I am not in any way against file naming conventions, i am against enforcement of...

nessus42 · on March 12, 2012

If somebody creates files with carriage return in source tree because kernel doesn't stop him, problem is social, not technological.

Your position boggles and dismays me. I have seen so many heinous bugs that appear only intermittently, and are nigh impossible to track down, due to this kind of issue. The problem absolutely positively is not social. It is technical. The only social thing about it is that people persist on taking the wrong side on this issue.

As to having different rules for filenames in different places, that is just nuts. Programs should not be fragile, and shouldn't have subtle edge cases. Having software work that way has all sorts of downsides and hidden costs. E.g., people need to remember a lot more. More documentation is needed. Things go wrong when they didn't have to. All of this costs time and money and helps to sap enthusiasm as people track down chimeras they shouldn't have had to.

Furthermore, one of the prime use cases for scripting is by system administrators, and such scripts need to handle all files. The stories of sysadmin scripts that have run afoul of files with strange filenames is legendary.

Regarding your example with "process $FOO": that's completely a red herring. You might as well assert, "We can't solve everything, so we should solve nothing." In this particular case, we were talking about the problems caused by filenames that are hard to deal with in a scripting environment, not about programs directed by user input. The first problem is easily solvable once and for all, while the second problem is less so and will always require care. Just because some things require great care does not mean that we should make all things require great care.

I just can't fathom that there are still people who actually argue for a world that fosters subtle bugs and lack of robustness. It is downright wrong, and it may someday be our undoing.

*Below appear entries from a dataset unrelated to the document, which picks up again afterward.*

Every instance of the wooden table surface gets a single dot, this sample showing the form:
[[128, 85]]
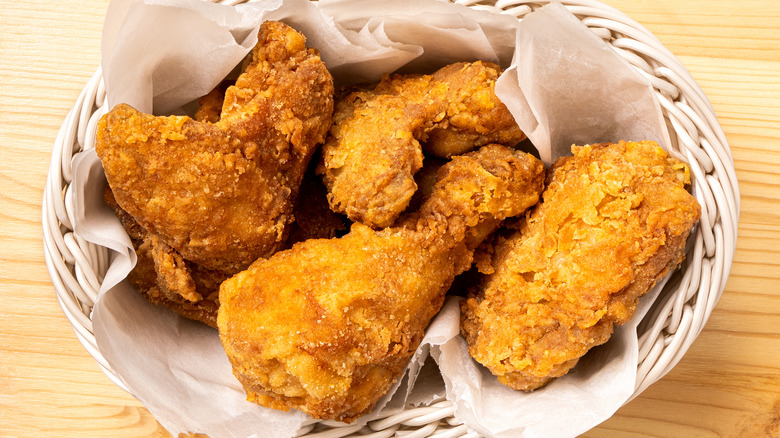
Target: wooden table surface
[[727, 385]]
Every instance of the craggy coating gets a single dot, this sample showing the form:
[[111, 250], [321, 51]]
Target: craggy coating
[[373, 149], [164, 278], [221, 193], [614, 220], [328, 325]]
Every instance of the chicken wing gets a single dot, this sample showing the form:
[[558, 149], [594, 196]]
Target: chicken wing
[[373, 150], [328, 325], [221, 194], [614, 220]]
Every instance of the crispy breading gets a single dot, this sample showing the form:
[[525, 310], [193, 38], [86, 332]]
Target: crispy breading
[[166, 279], [328, 325], [613, 221], [374, 150], [221, 194]]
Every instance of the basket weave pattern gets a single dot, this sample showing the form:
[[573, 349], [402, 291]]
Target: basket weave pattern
[[77, 267]]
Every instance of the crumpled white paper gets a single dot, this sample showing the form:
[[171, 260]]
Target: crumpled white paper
[[158, 55]]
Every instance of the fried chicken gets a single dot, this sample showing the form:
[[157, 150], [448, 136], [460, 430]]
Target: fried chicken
[[221, 194], [164, 278], [613, 221], [328, 325], [374, 150]]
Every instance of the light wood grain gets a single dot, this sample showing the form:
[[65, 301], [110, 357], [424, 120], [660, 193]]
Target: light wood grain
[[728, 385]]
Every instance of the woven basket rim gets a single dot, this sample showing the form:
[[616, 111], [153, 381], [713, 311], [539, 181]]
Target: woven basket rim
[[666, 331]]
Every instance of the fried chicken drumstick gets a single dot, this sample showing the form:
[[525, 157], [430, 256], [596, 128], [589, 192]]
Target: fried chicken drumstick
[[373, 150], [328, 325], [614, 220], [221, 194]]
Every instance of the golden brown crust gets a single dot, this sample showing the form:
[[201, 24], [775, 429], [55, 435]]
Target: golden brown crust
[[328, 325], [221, 193], [188, 289], [373, 150], [614, 220]]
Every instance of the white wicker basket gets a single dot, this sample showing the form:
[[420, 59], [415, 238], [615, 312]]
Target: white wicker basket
[[678, 316]]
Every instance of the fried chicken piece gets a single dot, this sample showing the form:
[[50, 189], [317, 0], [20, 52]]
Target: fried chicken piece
[[613, 221], [221, 194], [164, 278], [373, 150], [328, 325]]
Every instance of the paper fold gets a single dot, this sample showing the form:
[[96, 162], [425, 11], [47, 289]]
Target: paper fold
[[158, 55]]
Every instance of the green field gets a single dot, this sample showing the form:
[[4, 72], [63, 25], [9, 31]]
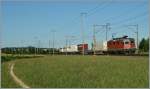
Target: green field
[[79, 71]]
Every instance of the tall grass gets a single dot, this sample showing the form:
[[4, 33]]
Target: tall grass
[[84, 71]]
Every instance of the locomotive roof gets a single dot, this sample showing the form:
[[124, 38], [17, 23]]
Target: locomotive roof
[[121, 39]]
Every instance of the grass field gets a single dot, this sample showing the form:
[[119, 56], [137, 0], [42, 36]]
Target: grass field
[[79, 71]]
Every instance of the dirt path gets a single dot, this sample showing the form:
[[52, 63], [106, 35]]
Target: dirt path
[[16, 79]]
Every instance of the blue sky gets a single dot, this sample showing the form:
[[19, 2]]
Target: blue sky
[[24, 23]]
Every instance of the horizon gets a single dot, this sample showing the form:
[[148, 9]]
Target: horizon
[[31, 23]]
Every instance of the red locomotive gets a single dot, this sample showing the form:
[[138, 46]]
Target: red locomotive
[[81, 46], [121, 45]]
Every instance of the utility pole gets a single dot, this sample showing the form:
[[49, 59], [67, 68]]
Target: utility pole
[[53, 31], [107, 28], [39, 46], [22, 47], [35, 38], [49, 46], [94, 39], [82, 31]]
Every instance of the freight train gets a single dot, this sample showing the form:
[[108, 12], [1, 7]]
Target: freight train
[[122, 45]]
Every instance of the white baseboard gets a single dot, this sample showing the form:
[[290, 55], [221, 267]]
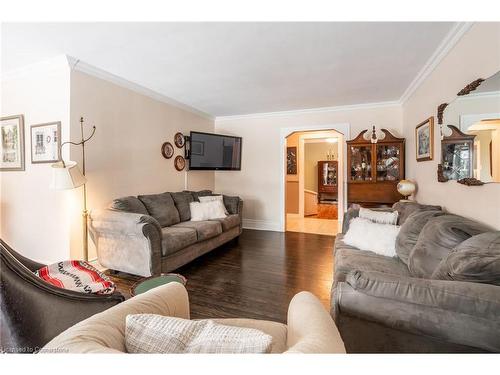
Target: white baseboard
[[261, 225]]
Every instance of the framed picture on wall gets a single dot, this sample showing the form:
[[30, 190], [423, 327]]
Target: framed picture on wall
[[424, 140], [45, 142], [12, 143], [291, 160]]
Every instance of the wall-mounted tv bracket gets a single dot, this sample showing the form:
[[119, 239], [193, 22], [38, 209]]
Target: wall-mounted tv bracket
[[187, 150]]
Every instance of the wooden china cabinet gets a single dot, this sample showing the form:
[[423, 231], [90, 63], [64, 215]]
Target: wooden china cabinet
[[374, 170], [327, 180]]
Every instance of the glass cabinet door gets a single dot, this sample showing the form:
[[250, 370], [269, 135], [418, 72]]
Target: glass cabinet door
[[457, 160], [329, 174], [388, 162], [361, 163]]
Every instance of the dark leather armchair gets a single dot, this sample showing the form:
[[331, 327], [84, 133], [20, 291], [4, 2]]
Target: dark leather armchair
[[33, 311]]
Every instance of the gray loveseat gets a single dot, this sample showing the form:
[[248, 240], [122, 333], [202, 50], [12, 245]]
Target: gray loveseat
[[441, 293], [152, 234]]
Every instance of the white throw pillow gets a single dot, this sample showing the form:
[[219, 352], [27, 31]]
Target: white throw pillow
[[367, 235], [379, 216], [149, 333], [206, 210], [210, 198]]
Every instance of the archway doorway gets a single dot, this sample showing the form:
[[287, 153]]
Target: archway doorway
[[314, 181]]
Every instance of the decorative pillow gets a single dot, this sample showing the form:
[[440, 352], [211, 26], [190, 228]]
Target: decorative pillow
[[410, 230], [207, 210], [148, 333], [78, 276], [211, 198], [182, 200], [437, 239], [380, 217], [405, 209], [129, 204], [475, 260], [162, 208], [367, 235], [197, 194], [231, 204]]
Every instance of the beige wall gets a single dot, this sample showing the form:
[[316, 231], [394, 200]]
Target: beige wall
[[34, 219], [476, 55], [314, 152], [258, 182], [124, 157]]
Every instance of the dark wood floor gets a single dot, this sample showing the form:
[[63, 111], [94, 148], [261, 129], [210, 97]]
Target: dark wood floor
[[255, 277]]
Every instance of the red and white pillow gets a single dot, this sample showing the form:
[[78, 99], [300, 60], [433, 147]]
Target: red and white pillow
[[78, 276]]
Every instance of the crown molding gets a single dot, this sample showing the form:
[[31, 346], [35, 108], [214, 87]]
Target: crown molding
[[341, 108], [53, 64], [76, 64], [452, 38]]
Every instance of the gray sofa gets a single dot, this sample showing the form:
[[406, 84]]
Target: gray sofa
[[152, 234], [441, 293]]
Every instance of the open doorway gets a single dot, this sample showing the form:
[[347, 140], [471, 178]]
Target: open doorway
[[313, 181]]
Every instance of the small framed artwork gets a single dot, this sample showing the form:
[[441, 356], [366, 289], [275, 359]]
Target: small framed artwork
[[167, 150], [424, 140], [198, 148], [291, 160], [179, 163], [179, 140], [45, 142], [12, 143]]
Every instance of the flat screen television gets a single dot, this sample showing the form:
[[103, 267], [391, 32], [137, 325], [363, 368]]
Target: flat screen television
[[214, 152]]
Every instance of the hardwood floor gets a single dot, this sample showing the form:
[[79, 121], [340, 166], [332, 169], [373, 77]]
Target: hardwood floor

Quite literally.

jarman · on March 13, 2012

Spaces (parenthesis, semicolons, bangs etc) in file names are not subtle edge cases if you consider system as tool for reaching user's goals. Programs have to process file names with spaces not because kernel aesthetics, but because users want and need files with normal, readable names.

Actually, I would happily agree to ban \n as edge case - it's useless for end user and a readable file names separator is needed for scripts (like \0, which is forbidden because it is useless for users and extremely inconvenient to work with in C).

nessus42 · on March 13, 2012

What if users want rich text in their filenames? Why shouldn't they have the ability to do that? And certainly they want slashes in their filenames! But Unix doesn't give them that either. Horrors!

What people want most of all is reliable, robust software. Features that don't work right are worse than no feature at all. What you fail to consider is that every feature has a cost. In this case, the cost was WAY too high. If this cost is to be paid, then it should have been paid in a lower-cost manner.

Contra to what you say, I'm perfectly sure that users would have dealt file with having more limited filenames. In fact that did quite fine with 8.3 filenames for many years. I must concur, however, that those were more limiting than humans should be forced to adapt to.

This being said, I have nothing against giving people the ability to have all of these things in the display name for a file, if it is deemed that the extra flexibility is worth the trouble. This extra flexibility just shouldn't be in the unique identifier for a file. There are perfectly good ways to provide this capability in a manner that has far fewer costs.

Alternatively, I'm not opposed to adopting the attitude of the kernel hackers and shifting the burden onto the shells to generate such meta-character-free identifies from richer display names, but if that was the way it was to be, it would then have been essential that a standard library for generating such unique identifiers from display names have been created, and that the shells uniformly use this library.

jarman · on March 14, 2012

There are perfectly good ways to provide this capability in a manner that has far fewer costs.

Not really. It's either some specialized tools (throwing away all environment uniformity benefits) or another layer of indirection (display name->real name->inode), with it's share of bugs (and having two close, often equal, but different identifiers won't make programming any less error prone).

shells to generate such meta-character-free identifies from richer display names

You still need to pass rich display names to shell, so old problems are still there, and, on top of that, consistent mapping of display names to real ones is required.

In this case, the cost was WAY too high

-- "$FOO" instead of $FOO, and ls -1 instead of ls? (Not accounting for \n here, because in that case i agree on it's abysmal benefit/cost ratio and banning)

nessus42 · on March 20, 2012

-- "$FOO" instead of $FOO, and ls -1 instead of ls?

There's significantly more to it than that, so either you prove my point, or you are being disingenuous.